Among the Japanese traditions Rintaro upholds is the making of osechi bento, handcrafted multitiered cedar boxes containing customary Japanese New Year’s foods. Each December, locals can order one in advance of the holiday, knowing that it might contain delicacies such as cured steelhead trout roe and Santa Barbara spot prawns. At the very end of 2022, however, just as Rintaro’s staff were putting the finishing touches on the boxes, a flood swept through the restaurant. Not only were the precious bento — which take Brackett and his team nearly a week to prepare — destroyed, but the restaurant sustained significant damage. (After closing for repairs, Rintaro reopened that February.)
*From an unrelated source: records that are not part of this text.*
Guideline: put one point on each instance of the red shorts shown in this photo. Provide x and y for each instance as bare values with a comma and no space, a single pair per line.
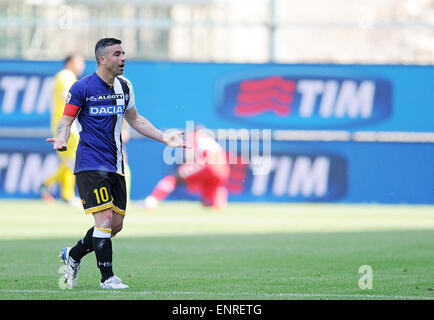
207,180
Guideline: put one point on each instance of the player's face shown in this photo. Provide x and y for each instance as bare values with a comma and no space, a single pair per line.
115,59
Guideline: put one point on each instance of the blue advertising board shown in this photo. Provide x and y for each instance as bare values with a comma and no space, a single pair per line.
275,96
342,172
353,98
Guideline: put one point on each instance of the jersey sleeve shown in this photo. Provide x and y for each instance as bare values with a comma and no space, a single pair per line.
132,100
74,100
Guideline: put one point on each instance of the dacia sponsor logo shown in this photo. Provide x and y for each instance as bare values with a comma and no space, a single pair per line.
282,101
106,110
110,96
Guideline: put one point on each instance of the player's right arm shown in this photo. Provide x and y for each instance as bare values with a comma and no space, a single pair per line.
63,132
74,102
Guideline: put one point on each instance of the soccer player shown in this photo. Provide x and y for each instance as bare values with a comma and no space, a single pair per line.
63,80
99,102
206,175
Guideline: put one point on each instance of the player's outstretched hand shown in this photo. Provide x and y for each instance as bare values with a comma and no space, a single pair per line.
174,140
58,145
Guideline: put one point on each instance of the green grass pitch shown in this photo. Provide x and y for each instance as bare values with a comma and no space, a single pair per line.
247,252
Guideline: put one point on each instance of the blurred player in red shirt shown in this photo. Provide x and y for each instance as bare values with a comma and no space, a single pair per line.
207,174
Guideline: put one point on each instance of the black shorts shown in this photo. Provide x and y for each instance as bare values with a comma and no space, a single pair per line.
100,190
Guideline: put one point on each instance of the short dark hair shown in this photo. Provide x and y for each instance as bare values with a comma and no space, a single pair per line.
102,44
69,58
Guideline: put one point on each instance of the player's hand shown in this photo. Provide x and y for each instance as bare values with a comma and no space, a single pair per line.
174,140
58,144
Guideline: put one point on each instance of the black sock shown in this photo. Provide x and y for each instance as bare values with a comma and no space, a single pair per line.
104,256
83,246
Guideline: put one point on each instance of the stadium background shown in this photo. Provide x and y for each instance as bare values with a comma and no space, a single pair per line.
345,88
362,100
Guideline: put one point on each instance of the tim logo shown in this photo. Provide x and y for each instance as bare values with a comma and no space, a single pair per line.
305,101
301,177
106,110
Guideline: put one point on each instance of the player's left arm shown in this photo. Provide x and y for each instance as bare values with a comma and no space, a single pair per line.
146,128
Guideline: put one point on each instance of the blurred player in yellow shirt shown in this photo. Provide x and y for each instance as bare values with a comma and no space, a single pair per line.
64,79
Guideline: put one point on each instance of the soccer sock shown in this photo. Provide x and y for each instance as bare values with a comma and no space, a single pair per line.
164,187
83,246
102,245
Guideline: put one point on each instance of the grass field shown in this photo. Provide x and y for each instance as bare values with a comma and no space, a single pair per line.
248,251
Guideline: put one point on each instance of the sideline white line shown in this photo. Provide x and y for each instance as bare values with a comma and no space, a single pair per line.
276,295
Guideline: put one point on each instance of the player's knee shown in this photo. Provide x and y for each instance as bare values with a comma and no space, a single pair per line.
104,219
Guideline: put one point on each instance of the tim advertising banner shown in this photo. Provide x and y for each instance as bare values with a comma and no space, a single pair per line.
348,98
274,96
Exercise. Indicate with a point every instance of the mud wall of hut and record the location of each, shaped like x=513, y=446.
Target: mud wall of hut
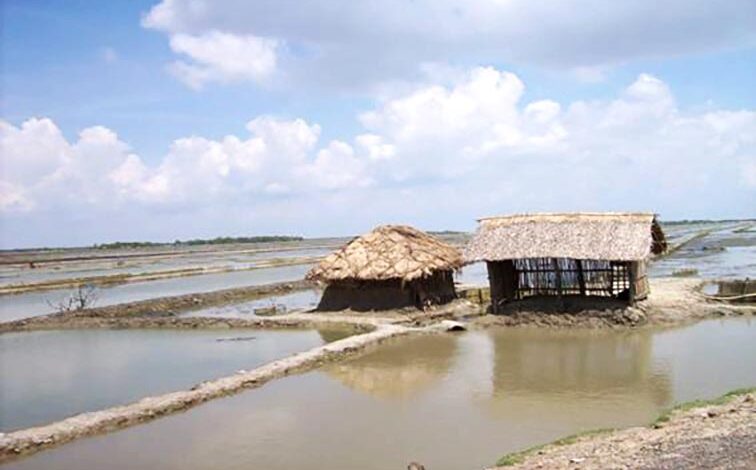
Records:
x=389, y=294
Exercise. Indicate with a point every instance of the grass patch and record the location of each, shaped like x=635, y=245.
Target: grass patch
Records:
x=689, y=405
x=519, y=457
x=686, y=272
x=516, y=458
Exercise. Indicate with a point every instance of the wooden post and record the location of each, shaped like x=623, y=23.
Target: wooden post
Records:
x=494, y=283
x=509, y=280
x=581, y=277
x=502, y=279
x=557, y=276
x=632, y=273
x=558, y=279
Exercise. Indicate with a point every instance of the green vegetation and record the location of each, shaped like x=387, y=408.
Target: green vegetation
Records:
x=667, y=415
x=516, y=458
x=201, y=241
x=685, y=272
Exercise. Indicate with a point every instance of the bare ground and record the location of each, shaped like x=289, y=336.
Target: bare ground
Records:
x=712, y=436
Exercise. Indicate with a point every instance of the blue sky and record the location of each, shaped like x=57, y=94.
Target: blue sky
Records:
x=147, y=120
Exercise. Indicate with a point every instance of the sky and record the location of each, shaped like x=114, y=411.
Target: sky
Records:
x=145, y=120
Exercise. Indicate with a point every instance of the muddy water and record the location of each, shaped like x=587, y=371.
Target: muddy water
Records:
x=14, y=307
x=19, y=274
x=723, y=254
x=450, y=402
x=300, y=300
x=49, y=375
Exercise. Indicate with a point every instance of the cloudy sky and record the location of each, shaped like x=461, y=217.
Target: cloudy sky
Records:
x=139, y=120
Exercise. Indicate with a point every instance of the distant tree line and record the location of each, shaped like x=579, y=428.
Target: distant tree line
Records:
x=201, y=241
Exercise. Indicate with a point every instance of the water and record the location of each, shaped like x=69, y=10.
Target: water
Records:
x=448, y=401
x=49, y=375
x=300, y=300
x=20, y=274
x=725, y=254
x=14, y=307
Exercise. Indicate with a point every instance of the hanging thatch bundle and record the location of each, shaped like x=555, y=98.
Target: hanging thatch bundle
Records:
x=609, y=236
x=580, y=254
x=391, y=267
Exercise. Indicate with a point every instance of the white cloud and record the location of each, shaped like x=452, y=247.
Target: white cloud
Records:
x=359, y=43
x=223, y=57
x=470, y=148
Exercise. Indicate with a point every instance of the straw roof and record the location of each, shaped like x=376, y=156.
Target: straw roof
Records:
x=609, y=236
x=388, y=252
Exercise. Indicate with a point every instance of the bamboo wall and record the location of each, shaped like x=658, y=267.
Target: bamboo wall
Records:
x=512, y=280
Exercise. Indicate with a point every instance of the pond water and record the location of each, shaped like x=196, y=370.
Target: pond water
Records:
x=49, y=375
x=14, y=307
x=447, y=401
x=300, y=300
x=724, y=254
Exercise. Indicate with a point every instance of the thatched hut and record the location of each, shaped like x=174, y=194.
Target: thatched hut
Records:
x=394, y=266
x=566, y=255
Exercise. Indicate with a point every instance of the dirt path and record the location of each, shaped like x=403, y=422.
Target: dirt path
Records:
x=719, y=435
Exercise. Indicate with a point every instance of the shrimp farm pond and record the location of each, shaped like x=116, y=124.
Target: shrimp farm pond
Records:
x=371, y=390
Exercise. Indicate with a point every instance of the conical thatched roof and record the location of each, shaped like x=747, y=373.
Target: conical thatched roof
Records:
x=388, y=252
x=612, y=236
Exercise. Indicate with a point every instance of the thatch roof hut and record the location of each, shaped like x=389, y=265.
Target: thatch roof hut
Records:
x=393, y=266
x=583, y=254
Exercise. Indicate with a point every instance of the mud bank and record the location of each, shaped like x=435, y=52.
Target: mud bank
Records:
x=115, y=279
x=716, y=434
x=160, y=307
x=28, y=441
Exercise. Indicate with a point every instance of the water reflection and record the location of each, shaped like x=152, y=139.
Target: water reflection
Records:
x=479, y=395
x=400, y=369
x=48, y=375
x=14, y=307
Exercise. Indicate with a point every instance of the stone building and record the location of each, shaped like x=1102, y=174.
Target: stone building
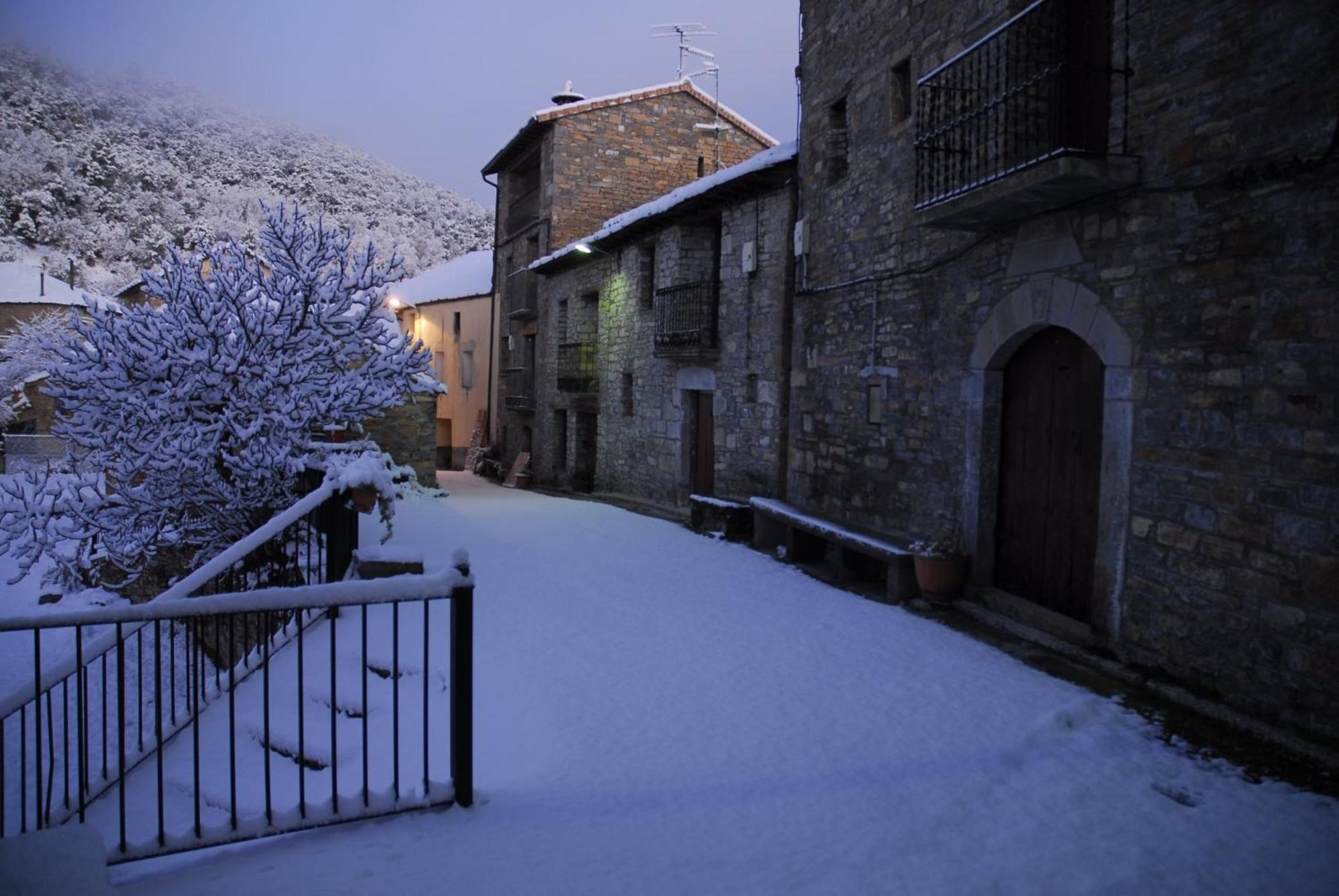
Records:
x=663, y=364
x=1068, y=297
x=449, y=306
x=567, y=170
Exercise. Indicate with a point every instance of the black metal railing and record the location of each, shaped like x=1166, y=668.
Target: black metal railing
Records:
x=523, y=294
x=524, y=210
x=258, y=766
x=520, y=388
x=131, y=681
x=578, y=371
x=1037, y=87
x=686, y=316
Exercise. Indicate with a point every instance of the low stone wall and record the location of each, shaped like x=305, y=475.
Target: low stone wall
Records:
x=409, y=435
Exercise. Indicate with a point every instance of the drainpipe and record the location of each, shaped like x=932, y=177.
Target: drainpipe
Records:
x=493, y=315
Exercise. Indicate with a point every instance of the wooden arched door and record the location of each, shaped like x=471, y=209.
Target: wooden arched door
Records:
x=1050, y=470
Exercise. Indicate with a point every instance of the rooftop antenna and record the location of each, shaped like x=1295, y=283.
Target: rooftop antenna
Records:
x=684, y=31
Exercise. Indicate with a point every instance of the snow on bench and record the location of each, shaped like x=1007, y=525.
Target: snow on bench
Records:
x=791, y=533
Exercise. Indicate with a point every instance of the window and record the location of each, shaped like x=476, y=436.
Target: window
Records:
x=647, y=265
x=902, y=91
x=838, y=141
x=468, y=369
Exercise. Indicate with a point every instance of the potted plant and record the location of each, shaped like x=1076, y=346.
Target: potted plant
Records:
x=941, y=569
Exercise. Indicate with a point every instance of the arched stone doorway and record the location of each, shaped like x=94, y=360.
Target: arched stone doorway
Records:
x=1050, y=468
x=1044, y=302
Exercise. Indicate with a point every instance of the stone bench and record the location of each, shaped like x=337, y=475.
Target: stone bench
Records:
x=708, y=514
x=855, y=557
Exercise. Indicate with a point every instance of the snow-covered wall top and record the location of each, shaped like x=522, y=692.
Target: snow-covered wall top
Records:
x=116, y=170
x=776, y=155
x=22, y=284
x=471, y=274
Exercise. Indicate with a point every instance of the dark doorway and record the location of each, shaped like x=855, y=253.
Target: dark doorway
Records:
x=583, y=472
x=704, y=467
x=1050, y=470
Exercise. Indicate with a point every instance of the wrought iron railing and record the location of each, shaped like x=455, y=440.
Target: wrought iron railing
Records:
x=1037, y=87
x=520, y=388
x=133, y=680
x=524, y=210
x=523, y=294
x=686, y=317
x=578, y=369
x=264, y=767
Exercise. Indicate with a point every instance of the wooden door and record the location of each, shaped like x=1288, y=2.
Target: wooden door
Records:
x=704, y=444
x=1050, y=468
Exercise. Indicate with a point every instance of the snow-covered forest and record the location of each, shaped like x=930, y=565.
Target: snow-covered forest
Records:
x=116, y=171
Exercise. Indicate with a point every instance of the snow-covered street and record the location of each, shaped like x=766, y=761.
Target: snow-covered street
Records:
x=662, y=713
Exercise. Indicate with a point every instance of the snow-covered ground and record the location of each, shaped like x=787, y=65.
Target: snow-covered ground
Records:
x=662, y=713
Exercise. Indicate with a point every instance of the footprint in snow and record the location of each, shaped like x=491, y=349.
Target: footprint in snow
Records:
x=1180, y=795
Following that dramatic start to 2023, Brackett and his wife, Jenny Wapner, a book publisher, opted for a quiet New Year’s Day celebration this year. Instead of making bento for the public, Brackett and his mother cooked a special meal for their family and close friends at Brackett and Wapner’s Craftsman bungalow in Oakland. Using ingredients sourced from Japan and California (which Brackett often calls the “Westernmost prefecture of Japan”), such as wasabi from Half Moon Bay and greens from a Japanese-owned farm in Watsonville, the two prepared a feast comprising a dozen dishes — a mix of Japanese New Year’s staples and family favorites. The day began with a raucous kid-led gift exchange, and the same energy continued into the evening. After dinner, Brackett and Wapner’s son suggested lighting some fireworks leftover from the Fourth of July, and everyone headed outside to welcome the New Year with flashes and bangs.